Note: By big enough, I mean that the universe does not exclude results, e.g. suppose $ U =\mathbb{N}$ then $\cup \{\{1,2\}, \{3 ,\pi\}\} = \{x \in \mathbb{N} :x\in \{1,2\} \lor x\in \{3, \pi\}\} =\{1,2,3\}$. $\pi$ is excluded because the universe $\mathbb{N}$ is not big enough.
Background:
My textbook states: "Let $X$ be a set and suppose $\mathbf{C}$ is a collection of subsets of $X$ (i.e. $\mathbf{C} \subseteq \mathcal{P}(X)$). Then $\cup \mathbf{C}=\{x \in X : \exists C\in \mathbf{C}(x\in C)\}$." I note that some textbooks do not include the restriction $\mathbf{C} \subseteq \mathcal{P}(X)$. Is this restriction given so that $X$ is big enough? Is it implicit in other definitions?
This seems to imply the universe is just the set $X$ for which $\mathbf{C} \subseteq \mathcal{P}(X)$. For example, let $X=\{0,1\}$. Then $\forall C\in\{\{{0}\},\{1\}\}(C\in\mathcal{P}(X))$ so $\mathbf{C} \subseteq \mathcal{P}(X)$, and thus the universe is $X$.
Moving up a level, we have $\forall C\in \{\{\{{0}\}\},\{\{1\}\}\}(C\in\mathcal{P}\mathcal{P}(X))$ so $\mathbf{C} \subseteq \mathcal{P}\mathcal{P}(X)$, and thus the universe is $\mathcal{P}(X)$.
Finally, $\{\{0\},\{\{1\}\}\} \subseteq \mathcal {P}\{0,\{1\}\}$, and thus $\{0,\{1\}\}$ is a universe.
In standard (ZF/ZFC) set theory it is explicitly an axiom that whenever $C$ is a set, the union $\cup C$ also exists as a set.

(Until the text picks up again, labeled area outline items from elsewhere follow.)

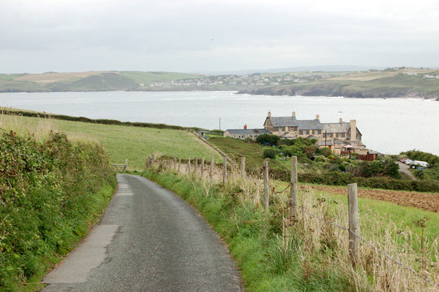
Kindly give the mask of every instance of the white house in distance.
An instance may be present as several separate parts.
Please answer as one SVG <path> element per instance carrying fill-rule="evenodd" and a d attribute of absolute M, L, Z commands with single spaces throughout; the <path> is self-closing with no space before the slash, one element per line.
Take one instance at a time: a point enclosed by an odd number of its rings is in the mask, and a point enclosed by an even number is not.
<path fill-rule="evenodd" d="M 247 125 L 245 125 L 243 129 L 226 130 L 223 136 L 237 139 L 245 139 L 246 138 L 256 139 L 258 136 L 263 134 L 268 134 L 268 132 L 265 129 L 247 129 Z"/>
<path fill-rule="evenodd" d="M 367 151 L 355 120 L 345 122 L 340 118 L 338 123 L 320 123 L 318 114 L 313 120 L 298 120 L 296 112 L 290 117 L 272 117 L 268 112 L 263 126 L 270 134 L 283 139 L 298 137 L 317 139 L 317 147 L 327 147 L 338 155 L 342 151 L 355 151 L 359 154 Z"/>

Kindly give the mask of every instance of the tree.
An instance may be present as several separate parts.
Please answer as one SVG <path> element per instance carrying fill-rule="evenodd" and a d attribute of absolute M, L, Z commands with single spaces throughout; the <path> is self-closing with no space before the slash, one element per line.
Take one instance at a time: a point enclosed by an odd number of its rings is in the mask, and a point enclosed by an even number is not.
<path fill-rule="evenodd" d="M 263 150 L 263 158 L 276 158 L 276 150 L 272 148 L 265 149 Z"/>
<path fill-rule="evenodd" d="M 278 136 L 270 135 L 270 134 L 263 134 L 256 138 L 258 144 L 265 144 L 273 146 L 277 144 L 281 138 Z"/>
<path fill-rule="evenodd" d="M 309 145 L 305 147 L 305 153 L 307 154 L 307 157 L 311 159 L 317 150 L 317 147 L 314 145 Z"/>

This axiom means that we're allowed to consider $\cup C$ as a legitimate set even though we cannot describe it as $\{x\in X : \cdots\}$ for any $X$ we already know.
This is an essential axiom of ZF; it cannot be derived from simpler (generally accepted) principles.
If $\cup \mathbf C$ is not known to be a set, the union may not exist, and we may need ad-hoc cleverness to find an $X$ that works.
(Indeed, we can prove that if $\cup \mathbf C$ is a set, then $\mathbf C$ is itself a set -- namely $\mathbf C = \{x\in\mathcal P(\cup\mathbf C)\mid x\in \mathbf C\}$ which is a set by the axioms of Power Set and Selection. Thus if $\mathbf C$ is known to be a proper class, we also know that $\cup\mathbf C$ is not a set).